Outcome of the battle looking like 2006?

Today, fresh from a week in Cape Coral, Florida on holiday with my family, I started catching up on my email and came across my issue of The Beat (a subscription newsletter that you should check out if you follow the travel industry).   It contained an interview with industry attorney, Mark Pestronk.

Mark made a statement in his interview with David Jonas that in the current battle between the airlines and the GDS (with poster child AA leading the charge for the industry), that a likely outcome would look like the 2006 GDS contract battles:

“Most likely, there is going to be a 2006-type outcome where American Airlines and most majors get a break on their GDS fees, leading to lower net agency incentives,” Pestronk said, adding that major airlines in that case would remain in GDSs. That, he said, would lead to “another hit for travel agencies eventually,” either in the form of lower net incentives, a higher full-content fee or, more likely in Pestronk’s view, a new fee. “In general, it is a fact that all standard GDS contracts in effect today [with travel agencies] do allow incentive cuts, new fees and higher fees,” he explained, though he encouraged agents to check their contracts.

I think agencies need to do more than just check their contracts.  This is an issue of proving their value, not to the GDSs, but with the airlines themselves.

This is not a battle about technology, but one about business models and efficient, variable cost distribution.

Brick and mortar agencies bring in over $6.5 billion in domestic ticket sales per quarter and another $7.4 billion in international sales.  I separate out the domestic sales, because by and large, agencies are no longer receiving a commission on these sales.   And as a reminder, it is a variable cost channel, as they don’t pay anything (to the GDS or the agency) unless a sale is made.

I for one believe that this is actually at the heart of the matter and that when one party does something for another, that getting compensated for that value is not unreasonable. 

When the airline rep shows up or calls your agency or corporate travel department about doing a direct connect deal, you need to clearly know your value to that airline and be armed with your average ticket values in each category so you know where you fit versus the norm. 

The aggregate numbers from ARC are very clear and each agency should know their own value to the airlines.  Here is the domestic picture (as of 1Q2011), followed by the international sales stats.

Remember that your real value comes on the international side of the equation, as the brick and mortar to online differential is substantial.   

You also need to have a clear view of what any change in your distribution equation (e.g. the technologies that you use in your agency to deliver the total services needed for your customer base) will cost you.  Integration of a direct connection into a supplier is not a trivial matter to most agencies. 

Hear me out.  I am not opposed to direct connect as a model for suppliers to gain control of their distribution costs.  I am not opposed to the companies providing the technology.  Anyone that knows me will know that I am a huge fan of entrepreneurs and the innovation that comes from that camp and I have been a supporter of Farelogix since their inception. 

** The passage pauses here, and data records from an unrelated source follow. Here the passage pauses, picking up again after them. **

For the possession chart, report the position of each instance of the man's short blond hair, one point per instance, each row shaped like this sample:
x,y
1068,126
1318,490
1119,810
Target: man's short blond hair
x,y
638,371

Direct connect is NOT new.  Pegasus proved this model to the hospitality community in the late 80s and early 90s when they created a “switch” to allow hoteliers to focus on putting heads in beds, versus keeping up with all the changes needed to connect to a half a dozen distribution system companies worldwide. 

I just believe that a channel that is delivering $14 billion in sales in a single quarter should not have to “take a hit” when their suppliers have a beef with their distribution technology company(ies).

It’s time to stand up for yourselves rather than taking what is handed to you.